En 2024, le chômage est reparti légèrement à la hausse. Le taux de chômage au sens du Bureau International du Travail atteint ainsi 7,4% selon les derniers chiffres de l’Insee. C’est 0,1% de plus qu’au premier semestre, et légèrement supérieur à la même période l’an dernier. Et la situation pourrait s’aggraver : chez Michelin, Auchan, Vencorex, ExxonMobil, les plans de licenciement se sont multipliés ces dernières semaines. Selon le ministère du Travail, 141 plans de sauvegarde de l’emploi et près de 24 000 suppressions de postes ont été dénombrés en France au troisième trimestre. Les syndicats craignent de leur côté que l’année prochaine soit marquée par une “saignée industrielle” avec un retournement durable du marché de l’emploi, alors que de plus en plus d’entreprises choisissent une stratégie de réduction des coûts. Si le chômage est en baisse relativement constante depuis 2015, 2024 pourrait donc marquer l’année de l’inflexion avant une hausse durable dans les prochaines années.
16% d’emplois précaires… deux fois plus qu’il y a 40 ans
A ces difficultés s’en ajoute une autre : la précarisation des emplois. Selon les analyses de l’Observatoire de la Société, 16% des emplois sont considérés précaires, une catégorie qui regroupe les emplois en intérim, en CDD, ou en apprentissage. C’est deux fois plus qu’il y a 40 ans. La multiplication des contrats précaires illustre les difficultés chroniques du marché du travail, où il est désormais de plus en plus difficile de trouver un emploi stable. Parallèlement, une part de plus en plus significative de l’emploi en France est constitué d’auto-entrepreneuriat et de travailleurs en freelance. En 2024, plus de 700 000 auto-entreprises auraient ainsi été créées, un record, pour un total, de près de 4,5 millions de travailleurs indépendants, auto-entrepreneurs et freelances. Un statut qui rime parfois aussi avec précarité, notamment pour les travailleurs des plateformes, de plus en plus nombreux, qui ne bénéficient pas des protections sociales du salariat.
2 morts par jour au travail… et des centaines de milliers de maladies et accidents professionnels
Si les chiffres ne sont pas encore arrêtés pour cette année, 2024 devrait, comme les années précédentes, afficher un triste bilan : 2 personnes meurent chaque jour à leur travail.
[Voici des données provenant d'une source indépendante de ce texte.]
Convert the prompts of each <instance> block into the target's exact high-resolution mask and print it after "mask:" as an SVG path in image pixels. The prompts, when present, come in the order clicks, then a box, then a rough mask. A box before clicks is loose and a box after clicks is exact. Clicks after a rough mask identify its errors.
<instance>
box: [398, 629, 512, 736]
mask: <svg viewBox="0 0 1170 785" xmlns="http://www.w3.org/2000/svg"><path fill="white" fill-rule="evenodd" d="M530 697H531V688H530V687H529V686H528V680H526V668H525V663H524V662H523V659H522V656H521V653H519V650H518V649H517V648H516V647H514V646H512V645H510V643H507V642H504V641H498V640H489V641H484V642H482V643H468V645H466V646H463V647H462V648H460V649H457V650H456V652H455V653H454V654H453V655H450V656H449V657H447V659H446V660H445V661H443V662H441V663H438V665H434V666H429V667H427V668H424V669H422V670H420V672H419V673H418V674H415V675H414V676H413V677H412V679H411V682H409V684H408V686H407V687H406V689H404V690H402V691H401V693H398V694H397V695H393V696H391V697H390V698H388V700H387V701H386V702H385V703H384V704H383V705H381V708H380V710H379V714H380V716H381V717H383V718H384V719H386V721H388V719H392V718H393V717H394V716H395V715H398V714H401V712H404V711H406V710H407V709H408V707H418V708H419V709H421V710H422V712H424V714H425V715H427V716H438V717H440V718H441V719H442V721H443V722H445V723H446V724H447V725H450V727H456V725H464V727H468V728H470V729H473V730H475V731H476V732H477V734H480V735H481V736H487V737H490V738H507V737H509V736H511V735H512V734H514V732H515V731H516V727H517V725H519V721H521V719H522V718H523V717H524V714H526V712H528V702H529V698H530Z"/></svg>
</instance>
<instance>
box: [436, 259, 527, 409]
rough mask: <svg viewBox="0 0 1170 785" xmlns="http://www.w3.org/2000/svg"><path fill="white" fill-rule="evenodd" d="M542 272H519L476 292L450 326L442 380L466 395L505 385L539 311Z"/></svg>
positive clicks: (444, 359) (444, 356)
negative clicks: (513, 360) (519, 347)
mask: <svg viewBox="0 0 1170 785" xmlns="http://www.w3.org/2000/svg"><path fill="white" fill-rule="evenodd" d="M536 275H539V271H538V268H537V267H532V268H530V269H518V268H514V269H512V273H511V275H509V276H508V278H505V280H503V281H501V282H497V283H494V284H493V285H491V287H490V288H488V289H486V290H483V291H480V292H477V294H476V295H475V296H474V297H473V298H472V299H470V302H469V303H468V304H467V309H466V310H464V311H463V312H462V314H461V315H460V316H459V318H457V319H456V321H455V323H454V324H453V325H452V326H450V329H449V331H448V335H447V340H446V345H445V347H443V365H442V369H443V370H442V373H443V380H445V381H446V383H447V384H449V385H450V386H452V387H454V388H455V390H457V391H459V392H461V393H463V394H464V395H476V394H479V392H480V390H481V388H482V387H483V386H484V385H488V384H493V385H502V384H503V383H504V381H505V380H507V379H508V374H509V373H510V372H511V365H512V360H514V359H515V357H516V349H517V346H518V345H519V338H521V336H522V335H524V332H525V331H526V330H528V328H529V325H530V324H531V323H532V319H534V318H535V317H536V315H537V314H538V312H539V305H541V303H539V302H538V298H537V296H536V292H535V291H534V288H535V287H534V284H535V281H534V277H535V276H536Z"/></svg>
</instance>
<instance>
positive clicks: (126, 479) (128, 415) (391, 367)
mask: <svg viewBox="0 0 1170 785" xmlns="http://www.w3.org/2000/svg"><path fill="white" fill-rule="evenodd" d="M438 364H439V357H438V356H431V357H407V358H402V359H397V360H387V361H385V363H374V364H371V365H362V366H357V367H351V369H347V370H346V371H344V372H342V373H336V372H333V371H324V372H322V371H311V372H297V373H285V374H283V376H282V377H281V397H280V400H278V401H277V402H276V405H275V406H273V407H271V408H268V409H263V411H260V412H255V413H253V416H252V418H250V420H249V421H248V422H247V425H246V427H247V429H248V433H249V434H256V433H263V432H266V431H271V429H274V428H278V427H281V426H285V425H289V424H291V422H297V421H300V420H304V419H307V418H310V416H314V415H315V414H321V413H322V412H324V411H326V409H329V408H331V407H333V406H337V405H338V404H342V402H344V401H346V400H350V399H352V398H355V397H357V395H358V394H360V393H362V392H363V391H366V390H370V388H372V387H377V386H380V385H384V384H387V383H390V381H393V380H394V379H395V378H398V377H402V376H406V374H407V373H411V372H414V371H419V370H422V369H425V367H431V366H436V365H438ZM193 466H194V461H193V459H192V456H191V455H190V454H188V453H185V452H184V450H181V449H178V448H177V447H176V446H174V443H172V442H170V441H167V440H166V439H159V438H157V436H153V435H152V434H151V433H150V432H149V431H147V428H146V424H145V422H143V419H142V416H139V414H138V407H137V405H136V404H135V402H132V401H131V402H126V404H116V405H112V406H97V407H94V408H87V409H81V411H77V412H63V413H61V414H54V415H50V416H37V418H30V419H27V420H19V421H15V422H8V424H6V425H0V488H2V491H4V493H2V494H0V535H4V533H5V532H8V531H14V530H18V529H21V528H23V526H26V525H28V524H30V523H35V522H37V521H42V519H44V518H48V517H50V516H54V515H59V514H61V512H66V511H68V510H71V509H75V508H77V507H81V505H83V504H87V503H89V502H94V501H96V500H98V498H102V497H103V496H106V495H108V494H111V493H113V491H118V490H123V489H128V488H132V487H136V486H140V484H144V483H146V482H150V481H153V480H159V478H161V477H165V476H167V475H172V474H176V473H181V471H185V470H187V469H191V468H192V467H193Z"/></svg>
Selon l’Assurance Maladie, on a dénombré 738 morts en 2022, 759 en 2023… et le premier semestre 2024 affichait déjà des chiffres records. Ces morts sont les terribles symboles de la dégradation des conditions de travail en France, accentuée par l’accélération du travail et la recherche permanente de productivité, comme l’ont montré les travaux de recherche sur le sujet ces dernières années. On compte également chaque année des centaines de milliers d’accidents du travail, mais aussi des maladies professionnelles, burn-out et dépressions liées au travail, dans les entreprises, où les normes de sécurité et les conditions de management sont malmenées notamment par les exigences de rentabilité.
7% seulement des salariés engagés… un record en Europe
Salaires trop faibles, emplois précaires, conditions de travail et de management difficiles, inégalités… L’économie française réunit donc les conditions d’un désengagement profond des salariés au travail. Selon l’institut Gallup, en 2024, à peine 7% des salariés se disent “engagés” dans leur travail, le chiffre le plus bas en Europe. Signe qu’une crise traverse le monde du travail en France ? En tout cas, selon le rapport People at Work, de plus en plus de salariés disent également subir du stress au travail, sans pour autant trouver la reconnaissance qu’ils recherchent auprès de leur employeur ou de leur manager. Près d’un tiers des salariés estiment même que leur employeur ne fait rien pour préserver ou améliorer leur santé mentale au travail.